Mezclador de gas tipo estático
En los llamados mezcladores de gas estáticos o manuales, se suelen utilizar caudalímetros de área variable y válvulas de control manuales. El caudal volumétrico de cada gas se ajusta manualmente mediante válvulas de control. Si la temperatura y la presión son constantes, el volumen medido es directamente proporcional al número de partículas y, por tanto, a la cantidad de sustancia.
En la práctica, esto significa, por ejemplo, para la producción de un gas con un 18% de hidrógeno en gas natural: si abres la válvula para el hidrógeno (H2) de modo que fluyan 18 Nm³/h a través del caudalímetro de área variable y la válvula para el gas natural de modo que fluyan 72 Nm³/h, entonces la mezcla contiene un 18% de H2 y un 72% de gas natural, exactamente como sugiere la ley de Avogadro. No es necesaria una compleja tecnología de sensores, siempre que las condiciones límite permanezcan constantes.
Esta tecnología es robusta, económica y está probada. Se utiliza sobre todo cuando se requieren mezclas de gases sencillas pero precisas, con condiciones estables de presión y temperatura. Sin embargo, alcanza sus límites cuando cambian las condiciones de funcionamiento o se requiere la máxima precisión. Por eso, se ofrecen mezcladores estáticos de gas de alta calidad con garantías de hasta +/- 0,5 vol% de precisión en las mismas condiciones de funcionamiento.
Las fluctuaciones de presión pueden eliminarse utilizando reguladores de presión de cúpula de alta calidad. Las diferentes influencias de la temperatura en los gases individuales distorsionan la proporcionalidad entre el caudal volumétrico y la cantidad de sustancia, y desplazan la relación de mezcla.
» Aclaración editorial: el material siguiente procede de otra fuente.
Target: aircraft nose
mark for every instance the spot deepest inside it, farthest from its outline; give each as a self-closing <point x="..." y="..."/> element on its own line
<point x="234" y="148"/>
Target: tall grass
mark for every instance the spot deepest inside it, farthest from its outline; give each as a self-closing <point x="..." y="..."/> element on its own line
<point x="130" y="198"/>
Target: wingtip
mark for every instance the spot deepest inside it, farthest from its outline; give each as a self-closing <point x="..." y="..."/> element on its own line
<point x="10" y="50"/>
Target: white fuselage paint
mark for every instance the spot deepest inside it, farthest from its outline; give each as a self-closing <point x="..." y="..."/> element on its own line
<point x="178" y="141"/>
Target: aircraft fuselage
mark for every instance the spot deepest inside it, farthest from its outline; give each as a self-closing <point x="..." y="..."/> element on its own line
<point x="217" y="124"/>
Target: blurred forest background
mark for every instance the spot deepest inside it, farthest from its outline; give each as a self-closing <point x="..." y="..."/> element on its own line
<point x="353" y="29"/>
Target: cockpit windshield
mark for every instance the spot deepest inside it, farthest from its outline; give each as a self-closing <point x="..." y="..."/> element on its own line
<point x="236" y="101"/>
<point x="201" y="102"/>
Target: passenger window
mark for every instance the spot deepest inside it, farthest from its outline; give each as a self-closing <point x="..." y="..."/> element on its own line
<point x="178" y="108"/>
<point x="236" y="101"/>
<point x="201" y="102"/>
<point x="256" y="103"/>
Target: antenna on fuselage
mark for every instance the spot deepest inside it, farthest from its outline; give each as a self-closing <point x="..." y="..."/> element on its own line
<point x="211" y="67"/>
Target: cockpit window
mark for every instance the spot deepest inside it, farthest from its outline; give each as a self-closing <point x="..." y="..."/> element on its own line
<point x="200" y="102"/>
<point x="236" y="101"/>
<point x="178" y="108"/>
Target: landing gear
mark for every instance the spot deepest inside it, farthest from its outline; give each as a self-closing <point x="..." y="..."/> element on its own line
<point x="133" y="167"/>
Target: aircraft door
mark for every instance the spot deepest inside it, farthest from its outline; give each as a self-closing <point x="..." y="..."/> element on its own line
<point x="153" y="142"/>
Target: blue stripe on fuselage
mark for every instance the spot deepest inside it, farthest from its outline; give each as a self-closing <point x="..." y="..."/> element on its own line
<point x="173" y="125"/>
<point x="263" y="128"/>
Sistemas dinámicos de mezcla de gases
Los sistemas dinámicos de mezcla de gases equipados con controladores de caudal másico (MFC) o una combinación de medición de caudal másico y válvulas de control automatizadas funcionan de forma diferente. Estos sistemas miden la cantidad de sustancia o el caudal másico del gas directamente y de forma compensada con la temperatura. Como la masa está directamente relacionada con la cantidad de sustancia a través de la masa molar, la ley de Avogadro sigue siendo el principio subyacente también en este caso: la relación entre el número de partículas y el volumen puede tenerse en cuenta con precisión en tiempo real a través de la medición de la presión y la temperatura.
En estos sistemas, los gases se mezclan con gran precisión, independientemente de las fluctuaciones externas. Esto es especialmente importante en procesos en los que incluso las desviaciones más pequeñas pueden tener un gran impacto. Estos sistemas de mezcla de gases se ofrecen con garantías de hasta +/-0,1 vol.% de precisión en las mismas condiciones de funcionamiento.
Otra ventaja de los sistemas dinámicos es su flexibilidad. Las proporciones de mezcla se pueden ajustar automáticamente, las recetas se pueden almacenar y consultar digitalmente, y los sistemas reaccionan a los cambios en los valores establecidos en fracciones de segundo. Aquí, las leyes clásicas de los gases se combinan con la moderna tecnología de automatización para crear una potente herramienta.
¿Base para la transición energética?
De una ley de 200 años a la descarbonización hay un largo trecho, pero Avogadrosche sienta las bases. Porque con la transición energética, la tecnología de mezcla de gases adquiere aún más importancia. La integración gradual del hidrógeno en las infraestructuras existentes o el uso de propano verde (rLPG) mezclado con aire requieren mezclas de gas precisas. La ley de Avogadro proporciona la base teórica para unos procesos reproducibles y seguros.
Esta combinación de descubrimientos científicos de 200 años de antigüedad y tecnología industrial de vanguardia demuestra lo estrechamente vinculadas que están las leyes clásicas de la naturaleza y la moderna tecnología de ingeniería. No hay leyes de los gases sin Avogadro, ni sistemas precisos de mezcla de gases sin él.